Hoje eu vou contar a história de um livro bem legal. Tão legal, que eu li numa sentada! Quando eu ouvi pela primeira vez essa expressão, eu achei muito engraçada: ler numa sentada! Eu já usei essa expressão outra vez aqui no blog. Mas no meu caso, e desta vez, não foi exatamente numa sentada. Foi numa deitada! Eu li esse livro no domingo passado, deitado no sofá da sala de casa. Às vezes eu gosto tanto de um livro, que eu leio sem parar, até chegar ao final. Não sei o que é que acontece, se é o jeito que ele é escrito, ou pela própria história e como ela é contada. Tem vezes que o assunto até não me interessa tanto, mas a forma como o escritor conta, me prende de um jeito, que eu me esqueço da vida e das outras coisas que eu tenho pra fazer, e fico só lendo. Mas também já teve vezes que eu comecei a ler um livro e no início ele estava meio chato, muita descrição, muitos detalhes, sei lá, essas coisas que me fazem distrair e me perder na leitura. Quando é assim, eu insisto, e muitas vezes dá certo. Vou descobrindo a história, conhecendo os personagens, entendendo o jeito de o escritor contar, e no meio, o que era chato passa a ser bem gostoso. É como aquelas pessoas que quando a gente vê pela primeira vez, não vai muito com a cara, mas depois, conhecendo melhor, viram grandes amigos. Quem não teve uma pessoa assim na vida, e um livro?
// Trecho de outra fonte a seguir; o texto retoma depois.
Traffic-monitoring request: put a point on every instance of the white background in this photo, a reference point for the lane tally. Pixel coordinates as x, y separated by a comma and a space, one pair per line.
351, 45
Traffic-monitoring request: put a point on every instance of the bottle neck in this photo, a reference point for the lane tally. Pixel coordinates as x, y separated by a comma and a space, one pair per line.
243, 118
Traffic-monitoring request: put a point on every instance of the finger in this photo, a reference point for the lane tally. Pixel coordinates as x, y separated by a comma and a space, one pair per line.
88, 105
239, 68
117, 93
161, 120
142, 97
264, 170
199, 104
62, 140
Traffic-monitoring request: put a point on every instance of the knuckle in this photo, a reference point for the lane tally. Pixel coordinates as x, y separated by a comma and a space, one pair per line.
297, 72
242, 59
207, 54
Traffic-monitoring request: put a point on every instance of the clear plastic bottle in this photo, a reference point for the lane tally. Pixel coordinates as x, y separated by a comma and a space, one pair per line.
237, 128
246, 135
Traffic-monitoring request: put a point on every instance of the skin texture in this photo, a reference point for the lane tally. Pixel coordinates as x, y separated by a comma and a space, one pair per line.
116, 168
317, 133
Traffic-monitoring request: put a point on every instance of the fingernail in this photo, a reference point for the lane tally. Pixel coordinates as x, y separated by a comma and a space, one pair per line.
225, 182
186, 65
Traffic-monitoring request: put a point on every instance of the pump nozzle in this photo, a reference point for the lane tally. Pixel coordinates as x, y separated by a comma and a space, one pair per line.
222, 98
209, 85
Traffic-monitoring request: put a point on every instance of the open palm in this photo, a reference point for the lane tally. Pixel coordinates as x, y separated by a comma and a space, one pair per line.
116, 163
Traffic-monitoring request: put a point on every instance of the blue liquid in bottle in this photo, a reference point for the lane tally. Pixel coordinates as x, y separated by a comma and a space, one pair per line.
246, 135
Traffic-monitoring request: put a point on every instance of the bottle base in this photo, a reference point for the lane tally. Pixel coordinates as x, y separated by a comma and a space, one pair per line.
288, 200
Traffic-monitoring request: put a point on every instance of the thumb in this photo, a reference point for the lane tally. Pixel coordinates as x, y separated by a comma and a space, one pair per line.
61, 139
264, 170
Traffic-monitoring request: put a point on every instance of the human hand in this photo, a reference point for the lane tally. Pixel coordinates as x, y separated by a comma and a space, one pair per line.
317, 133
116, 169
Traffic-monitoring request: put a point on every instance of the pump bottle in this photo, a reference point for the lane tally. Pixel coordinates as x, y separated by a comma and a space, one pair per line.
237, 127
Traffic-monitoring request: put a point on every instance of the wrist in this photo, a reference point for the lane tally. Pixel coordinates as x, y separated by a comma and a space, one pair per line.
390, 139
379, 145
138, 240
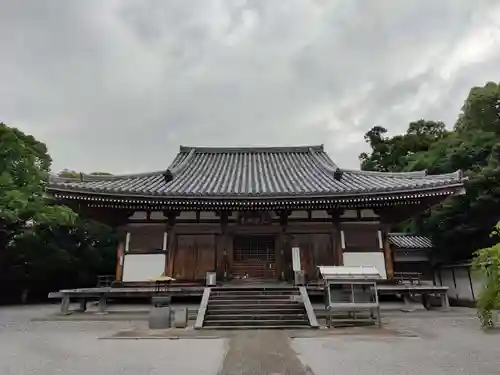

Esse livro foi a miki que me emprestou. Eu já falei dela aqui no blog (http://blogdoleheitor.sintaxe.com.br/?p=731). Ela escreveu e ilustrou Vestida para espantar gente na rua e vive inventando coisas. Naquele dia ela me disse: – “Leva esse livro emprestado, Heitor, eu adorei, li mais de uma vez. Leia e depois me conte, acho que você vai gostar”. – E eu gostei, mesmo, miki, adorei, também. O nome do livro é Nuno 100 novidades, o autor é o Pierre Gripari, o ilustrador é o Odilon Moraes, e foi publicado pela Editora Companhia das Letrinhas. O livro conta a história de um rapaz que não tinha novidades. Sempre que lhe perguntavam: – E então? Como foi? Ele respondia: – Sem novidades. Quando voltava ao trabalho, depois do final de semana, todos os colegas dele tinham coisas para contar. Um tinha saído para pescar e pegou um peixe bem grande, outro rodando de carro viu uma batida incrível, outro brigou com a sogra, o filho de outro caiu da árvore e quase se arrebentou, outro assistiu a um filme na TV. Só o Nuno não tinha visto e nem ouvido nada. E quando lhe perguntavam: – Mas afinal de contas, como foi que você passou esses dois dias? Ele respondia tranquilamente: – Eu? Sem novidades… Por isso ele era conhecido como Nuno-Sem-Novidades. Quem conta a história desse livro é o Tadeu, que vivia na mesma cidade que o Nuno, era mais novo do que ele e virou o seu grande amigo. Foi o Tadeu quem descobriu que o Nuno, na verdade, não era sem-novidades, ele sempre estava cheio de novidades, era, sim, o Nuno cem-novidades.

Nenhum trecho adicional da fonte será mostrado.